A growing, laudable trend in games development recently has been for older studios to release the source-code and (sometimes) the actual media resources of their older games to their respective communities, effectively giving the fans the opportunity to adopt the game, and expand, improve and refine on the original commercial release under a freeware banner. Warzone 2100 is one such game.
Developed by now-defunct Pumpkin Studios, Warzone 2100 was a post-apocalyptic RTS ahead of its time. First released in 1999 for PC and PS1, it offered customizable units and a clever campaign structure, where you constantly expand a central base over the course of multiple missions, sending units out via dropships to handle distant encounters. It had remarkably flexible AI, too, allowing you to set standing orders for your units, like ‘retreat to repair at half health’, which went a long way to keeping favourites alive so that they might acquire veteran status.

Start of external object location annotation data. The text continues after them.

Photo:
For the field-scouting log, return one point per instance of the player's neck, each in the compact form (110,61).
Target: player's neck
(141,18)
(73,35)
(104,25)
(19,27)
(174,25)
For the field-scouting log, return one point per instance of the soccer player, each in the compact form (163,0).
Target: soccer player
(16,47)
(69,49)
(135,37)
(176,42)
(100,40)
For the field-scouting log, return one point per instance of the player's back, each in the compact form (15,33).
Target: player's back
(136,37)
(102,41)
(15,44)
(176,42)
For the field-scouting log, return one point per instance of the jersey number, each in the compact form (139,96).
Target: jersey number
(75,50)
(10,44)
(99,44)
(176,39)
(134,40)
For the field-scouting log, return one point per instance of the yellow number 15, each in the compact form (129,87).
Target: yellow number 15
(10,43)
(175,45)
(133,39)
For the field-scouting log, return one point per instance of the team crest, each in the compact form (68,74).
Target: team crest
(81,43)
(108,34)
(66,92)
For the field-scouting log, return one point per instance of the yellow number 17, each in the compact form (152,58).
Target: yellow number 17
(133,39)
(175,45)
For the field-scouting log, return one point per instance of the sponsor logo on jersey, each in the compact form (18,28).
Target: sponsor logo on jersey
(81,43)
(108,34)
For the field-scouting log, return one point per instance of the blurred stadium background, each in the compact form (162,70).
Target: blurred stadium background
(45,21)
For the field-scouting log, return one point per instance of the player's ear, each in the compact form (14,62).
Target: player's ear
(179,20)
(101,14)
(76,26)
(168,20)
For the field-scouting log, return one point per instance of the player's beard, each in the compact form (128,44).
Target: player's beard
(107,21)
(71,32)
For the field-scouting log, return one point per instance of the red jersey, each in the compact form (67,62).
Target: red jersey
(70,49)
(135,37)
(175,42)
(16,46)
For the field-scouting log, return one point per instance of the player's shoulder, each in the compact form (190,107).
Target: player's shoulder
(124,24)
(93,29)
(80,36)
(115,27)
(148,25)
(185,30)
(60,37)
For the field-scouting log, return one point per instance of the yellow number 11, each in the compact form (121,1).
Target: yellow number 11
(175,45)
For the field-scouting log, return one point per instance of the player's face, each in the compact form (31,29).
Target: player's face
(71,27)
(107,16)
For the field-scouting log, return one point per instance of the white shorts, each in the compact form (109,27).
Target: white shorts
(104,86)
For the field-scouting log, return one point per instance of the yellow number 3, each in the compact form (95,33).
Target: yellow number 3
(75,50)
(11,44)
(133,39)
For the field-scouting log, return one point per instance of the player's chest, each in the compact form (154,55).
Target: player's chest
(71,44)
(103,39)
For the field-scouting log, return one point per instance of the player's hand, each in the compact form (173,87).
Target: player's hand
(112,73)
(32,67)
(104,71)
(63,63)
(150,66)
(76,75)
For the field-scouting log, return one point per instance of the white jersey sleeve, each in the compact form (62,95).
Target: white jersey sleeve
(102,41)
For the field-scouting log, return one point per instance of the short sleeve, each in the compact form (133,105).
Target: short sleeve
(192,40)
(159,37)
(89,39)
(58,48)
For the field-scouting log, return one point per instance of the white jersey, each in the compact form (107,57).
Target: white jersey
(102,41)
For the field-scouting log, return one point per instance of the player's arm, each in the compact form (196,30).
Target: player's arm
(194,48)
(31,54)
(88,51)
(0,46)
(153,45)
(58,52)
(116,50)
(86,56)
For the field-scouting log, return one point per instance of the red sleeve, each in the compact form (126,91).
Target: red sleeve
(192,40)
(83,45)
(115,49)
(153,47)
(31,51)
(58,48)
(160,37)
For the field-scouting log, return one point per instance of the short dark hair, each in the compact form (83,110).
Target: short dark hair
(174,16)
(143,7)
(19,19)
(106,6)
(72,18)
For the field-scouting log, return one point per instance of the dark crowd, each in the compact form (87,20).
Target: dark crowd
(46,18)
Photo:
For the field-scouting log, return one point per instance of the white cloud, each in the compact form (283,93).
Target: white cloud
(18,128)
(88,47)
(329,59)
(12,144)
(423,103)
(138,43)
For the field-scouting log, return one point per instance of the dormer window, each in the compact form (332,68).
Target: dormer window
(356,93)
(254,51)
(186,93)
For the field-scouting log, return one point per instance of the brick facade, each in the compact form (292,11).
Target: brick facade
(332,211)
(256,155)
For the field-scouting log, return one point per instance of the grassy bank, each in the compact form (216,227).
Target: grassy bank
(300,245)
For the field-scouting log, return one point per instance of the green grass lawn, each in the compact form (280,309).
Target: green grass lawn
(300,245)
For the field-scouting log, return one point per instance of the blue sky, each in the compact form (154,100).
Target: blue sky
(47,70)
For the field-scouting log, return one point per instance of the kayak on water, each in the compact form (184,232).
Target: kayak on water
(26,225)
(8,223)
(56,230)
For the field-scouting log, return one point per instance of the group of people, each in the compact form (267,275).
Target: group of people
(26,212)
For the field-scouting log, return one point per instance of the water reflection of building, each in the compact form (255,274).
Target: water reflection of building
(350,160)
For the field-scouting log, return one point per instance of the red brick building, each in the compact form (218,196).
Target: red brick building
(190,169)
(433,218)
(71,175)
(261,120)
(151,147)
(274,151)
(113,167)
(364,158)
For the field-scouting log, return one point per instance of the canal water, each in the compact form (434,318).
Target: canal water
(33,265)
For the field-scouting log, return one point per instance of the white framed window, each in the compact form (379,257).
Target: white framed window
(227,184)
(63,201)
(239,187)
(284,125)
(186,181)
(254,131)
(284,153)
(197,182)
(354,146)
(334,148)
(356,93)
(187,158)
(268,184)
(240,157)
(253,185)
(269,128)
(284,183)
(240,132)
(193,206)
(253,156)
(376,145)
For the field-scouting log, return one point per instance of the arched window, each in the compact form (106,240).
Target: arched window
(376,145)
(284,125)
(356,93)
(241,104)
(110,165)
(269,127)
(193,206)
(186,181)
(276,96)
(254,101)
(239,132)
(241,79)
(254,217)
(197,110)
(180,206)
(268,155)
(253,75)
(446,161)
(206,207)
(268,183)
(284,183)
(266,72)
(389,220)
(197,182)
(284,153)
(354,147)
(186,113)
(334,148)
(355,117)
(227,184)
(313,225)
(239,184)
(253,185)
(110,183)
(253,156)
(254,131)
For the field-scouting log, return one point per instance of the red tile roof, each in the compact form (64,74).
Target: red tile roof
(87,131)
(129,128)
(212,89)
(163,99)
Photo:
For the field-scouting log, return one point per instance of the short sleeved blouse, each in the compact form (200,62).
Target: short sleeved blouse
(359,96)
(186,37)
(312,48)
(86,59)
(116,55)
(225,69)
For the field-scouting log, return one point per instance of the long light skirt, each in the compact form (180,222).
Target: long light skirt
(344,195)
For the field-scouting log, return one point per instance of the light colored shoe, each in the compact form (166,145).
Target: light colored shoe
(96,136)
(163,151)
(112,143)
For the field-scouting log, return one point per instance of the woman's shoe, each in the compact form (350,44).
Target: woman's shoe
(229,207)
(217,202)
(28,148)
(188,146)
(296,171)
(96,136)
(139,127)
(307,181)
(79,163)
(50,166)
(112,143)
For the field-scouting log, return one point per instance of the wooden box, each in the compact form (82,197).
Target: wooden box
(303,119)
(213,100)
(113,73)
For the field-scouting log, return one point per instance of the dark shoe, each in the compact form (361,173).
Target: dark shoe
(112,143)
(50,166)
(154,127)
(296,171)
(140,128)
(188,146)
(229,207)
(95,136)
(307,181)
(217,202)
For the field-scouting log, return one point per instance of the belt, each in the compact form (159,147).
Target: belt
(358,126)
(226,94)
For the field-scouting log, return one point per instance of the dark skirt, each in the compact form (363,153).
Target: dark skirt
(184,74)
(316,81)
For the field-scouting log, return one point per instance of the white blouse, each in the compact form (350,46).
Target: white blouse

The modernized, fan-run version is updated to run on any modern Windows PC and sports enhanced graphics, a tuned UI, refined game-balance, full online play via a master server and even has remarkably intelligent bots for skirmish play along with full support for mods and plugins. While updated, the game might look a little primitive at first, but a shockingly solid and innovative RTS lurks just under the simplistic polygon models for anyone willing to give it a shot. It was a personal favourite back in the day, and it’s great to see it updated and still playable even now.